Workers are classes that decides how and where the work should be done:

  • slacker.workers.DummyWorker executes code in-place (this is blocking);

  • slacker.workers.ThreadWorker executes code in a thread from a thread pool;

  • slacker.workers.HttpWorker pickles the slacker, makes an async http request with this data to a given server hook and expects it to execute the code and return pickled results;

    .. note::

    IOLoop blocks on any CPU activity and making http requests plus
    unpickling the returned result can cause a significant overhead
    here. So if the query is fast (e.g. database primary key or index
    lookup, say 10ms) then it may be better not to use tornado-slacker
    and call the query in 'blocking' way: the overall blocking time
    may be less than with 'async' approach because of reduced
    computations amount.
    
    It is also wise to return as little as possible if HttpWorker is used.
    
  • slacker.workers.DjangoWorker is just a HttpWorker with default values for use with bundled django remote server hook implementation (slacker.django_backend).

    In order to enable django hook, include 'slacker.django_backend.urls' into urls.py and add SLACKER_SERVER option with server address to settings.py.

    SLACKER_SERVER is '127.0.0.1:8000' by default so this should work for development server out of box.

    .. warning::

    Do not expose django server hook to public, this is insecure!
    The best way is to configure additional server instance to listen
    some local port (e.g. bind it to the default 127.0.0.1:8000 address).
    

    .. note::

    Django's QuerySet arguments like Q, F objects, aggregate and annotate
    functions (e.g.
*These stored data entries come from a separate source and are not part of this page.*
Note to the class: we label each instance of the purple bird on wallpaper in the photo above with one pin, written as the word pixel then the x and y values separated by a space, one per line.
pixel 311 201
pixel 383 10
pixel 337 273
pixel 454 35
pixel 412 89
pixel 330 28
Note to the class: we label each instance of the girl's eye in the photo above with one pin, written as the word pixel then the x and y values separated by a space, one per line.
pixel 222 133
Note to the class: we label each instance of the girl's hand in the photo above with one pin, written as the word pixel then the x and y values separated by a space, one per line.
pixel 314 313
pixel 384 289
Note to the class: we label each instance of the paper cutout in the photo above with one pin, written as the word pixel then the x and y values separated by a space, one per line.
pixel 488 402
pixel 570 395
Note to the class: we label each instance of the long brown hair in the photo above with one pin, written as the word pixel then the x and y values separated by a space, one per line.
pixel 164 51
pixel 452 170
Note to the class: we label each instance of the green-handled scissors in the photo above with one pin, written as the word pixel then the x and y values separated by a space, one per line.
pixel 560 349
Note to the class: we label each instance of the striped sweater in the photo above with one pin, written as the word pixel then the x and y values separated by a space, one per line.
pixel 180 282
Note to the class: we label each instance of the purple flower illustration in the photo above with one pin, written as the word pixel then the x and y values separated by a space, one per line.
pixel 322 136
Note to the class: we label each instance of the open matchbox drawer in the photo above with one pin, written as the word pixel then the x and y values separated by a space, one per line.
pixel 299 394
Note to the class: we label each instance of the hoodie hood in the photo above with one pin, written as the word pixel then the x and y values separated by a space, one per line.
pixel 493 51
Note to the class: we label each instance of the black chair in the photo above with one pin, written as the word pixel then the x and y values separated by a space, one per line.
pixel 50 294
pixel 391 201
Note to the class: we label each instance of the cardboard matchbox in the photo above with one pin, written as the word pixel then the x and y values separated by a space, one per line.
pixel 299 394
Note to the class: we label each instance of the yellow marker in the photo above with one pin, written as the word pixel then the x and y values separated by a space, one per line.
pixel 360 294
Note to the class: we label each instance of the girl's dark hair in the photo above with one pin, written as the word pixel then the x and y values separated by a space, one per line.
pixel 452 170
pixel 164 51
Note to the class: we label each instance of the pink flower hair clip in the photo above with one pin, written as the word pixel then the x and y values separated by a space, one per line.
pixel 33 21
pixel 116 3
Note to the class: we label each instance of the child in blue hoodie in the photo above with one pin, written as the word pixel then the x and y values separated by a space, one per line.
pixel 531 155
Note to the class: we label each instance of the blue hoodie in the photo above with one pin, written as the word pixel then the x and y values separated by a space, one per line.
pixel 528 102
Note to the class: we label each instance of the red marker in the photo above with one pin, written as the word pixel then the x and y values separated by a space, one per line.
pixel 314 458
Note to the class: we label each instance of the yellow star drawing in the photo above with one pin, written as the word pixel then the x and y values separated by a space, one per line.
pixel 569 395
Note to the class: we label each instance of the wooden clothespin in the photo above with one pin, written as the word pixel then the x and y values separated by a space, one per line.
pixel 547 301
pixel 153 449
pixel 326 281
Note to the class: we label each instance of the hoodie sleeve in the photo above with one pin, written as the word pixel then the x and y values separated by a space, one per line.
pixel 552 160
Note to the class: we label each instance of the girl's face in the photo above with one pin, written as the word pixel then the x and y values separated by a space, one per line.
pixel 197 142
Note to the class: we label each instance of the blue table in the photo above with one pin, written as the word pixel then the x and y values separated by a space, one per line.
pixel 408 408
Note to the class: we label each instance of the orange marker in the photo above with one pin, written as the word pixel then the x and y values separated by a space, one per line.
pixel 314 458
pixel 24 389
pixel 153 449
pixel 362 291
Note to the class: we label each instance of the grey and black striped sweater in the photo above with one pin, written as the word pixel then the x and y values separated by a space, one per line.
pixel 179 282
Count) are picklable so tornado-slacker can handle
    them fine::
    
        AsyncAuthor = Slacker(Author, DjangoWorker())
    
        # ...
        qs = AsyncAuthor.objects.filter(
                Q(name='vasia') or Q(is_great=True)
             ).values('name').annotate(average_rating=Avg('book__rating'))[:10]
    
        authors = yield qs
    
    Using slacker.Slacker is better than pickling queryset.query
    (as adviced at http://docs.djangoproject.com/en/dev/ref/models/querysets/#pickling-querysets)
    because this allows to pickle any ORM calls including ones that
    don't return QuerySets (http://docs.djangoproject.com/en/dev/ref/models/querysets/#methods-that-do-not-return-querysets)::
    
        yield AsyncUser.objects.create_superuser('foo')
    
    Moreover, slacker.Slacker adds transparent support for remote invocation
    of custom managers and model methods, returning just the model instance
    attributes, etc.
    

Parallel execution

Parallel task execution is supported by adisp library::

def _task1(param1, param2):
    # do something blocking
    return results

def _task2():
    # do something blocking
    return results

# worker can be reused
worker = ThreadWorker()
task1 = Slacker(_task1, worker)
task2 = Slacker(_task2, worker)

@adisp.process
def process_data():
    # this will execute task1 and task2 in parallel
    # and return the result after all data is ready
    res1, res2 = yield task1('foo', 'bar'), task2()
    print res1, res2

.. note::

this will fail with ``DjangoWorker`` and django development server
because django development server is single-threaded

Contributing

If you have any suggestions, bug reports or annoyances please report them to the issue tracker:

  • https://github.com/kmike/tornado-slacker/issues

Source code:

Both hg and git pull requests are welcome!

Credits

Inspiration:

Third-party software:

  • adisp <https://code.launchpad.net/adisp>_ (tornado adisp implementation is taken from brukva <https://github.com/evilkost/brukva>_);
  • exception serialization utils are from billiard <https://github.com/ask/billiard>_ by Ask Solem.

License

The license is MIT.

Bundled adisp library uses Simplified BSD License.

slacker.serialization is under BSD License.